2016: The Year Ahead
It’s going to be another busy year for the $14-billion Hebron project.
The ancillaries – the helideck and two lifeboat stations built by C&W Offshore in Bay Bulls – were shipped to Bull Arm in January. The utilities processing module (UPM), which is being built by Hyundai Heavy Industries in Ulsan, South Korea, is scheduled to arrive this year.
With the arrival of the UPM, the integration and commissioning of all the topsides modules and ancillaries will begin with the installation of the drilling support module and the derrick equipment set. Then, the living quarters module, helideck and west lifeboat station will be integrated with the UPM, followed by the east lifeboat station and the flare boom.
This summer, lead Hebron partner ExxonMobil expects to install the pipeline and bases for the offshore loading system (OLS), which will pump crude from the storage tanks of the Hebron platform’s storage cells to shuttle tankers.
ExxonMobil says the final concrete slip-form operation for the gravity base structure (GBS) brought the center shaft to its final height of approximately 120 metres.
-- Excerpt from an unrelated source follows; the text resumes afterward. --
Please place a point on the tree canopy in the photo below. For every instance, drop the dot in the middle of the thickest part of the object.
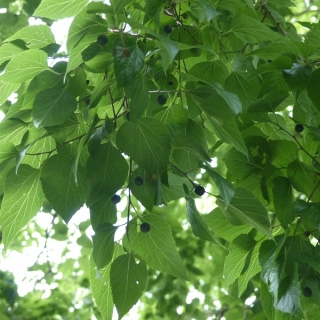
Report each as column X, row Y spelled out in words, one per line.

Tow-out of the completed Hebron platform to the Grand Banks oilfield is scheduled for 2017. First oil is expected in late 2017.
Statoil Canada expects to continue its Flemish Pass drilling program until this spring. Since spudding the first well in November 2014, the West Hercules rig has drilled 11 exploration and appraisal wells, including three sidetracks, for Statoil in the Flemish Pass and Northeast Newfoundland Shelf.
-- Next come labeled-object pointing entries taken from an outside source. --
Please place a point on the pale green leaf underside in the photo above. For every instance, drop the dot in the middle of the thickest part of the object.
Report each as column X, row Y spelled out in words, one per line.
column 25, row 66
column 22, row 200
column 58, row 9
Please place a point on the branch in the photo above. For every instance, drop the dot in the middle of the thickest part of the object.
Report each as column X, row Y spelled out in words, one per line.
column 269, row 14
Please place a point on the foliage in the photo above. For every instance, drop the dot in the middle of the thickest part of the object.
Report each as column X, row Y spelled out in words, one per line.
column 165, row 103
So far, all but two of the wells have been drilled in Exploration Licence (EL) 1112, where Statoil and partner Husky Energy made the Bay du Nord discovery estimated to contain up to 600 million barrels of light crude in 2013.
Statoil targeted one well each in EL 1123 and EL 1126. In EL 1123, Statoil is partnered with Shell, which recently acquired BG International’s stake in the licence once held by Repsol. In EL 1126, Statoil is partnered with Chevron Canada (40 per cent) and Shell (10 per cent).
Statoil is prepping for a 3D seismic survey of its exploration licences in the Flemish Pass. Scheduled to take place sometime between May and September of this year, the survey will cover 5,000 square kilometres of seabed. The exact location of the survey has yet to be determined.
Statoil has also acquired an interest in six of the seven new exploration licences issued in the Flemish Pass for total bids of more than $1.2 billion late last year. The company is the operator of five of those new ELs issued in January.
The West Hercules rig is under contract to Statoil until January 2017, according to Seadrill’s fleet status report issued November 24, 2015.
Husky Energy expects the semi-submersible drill rig Henry Goodrich to return to the Newfoundland and Labrador offshore by mid-year. The Henry Goodrich is contracted to Husky from May of this year to May 2017, according to a Transocean fleet status report issued February 11.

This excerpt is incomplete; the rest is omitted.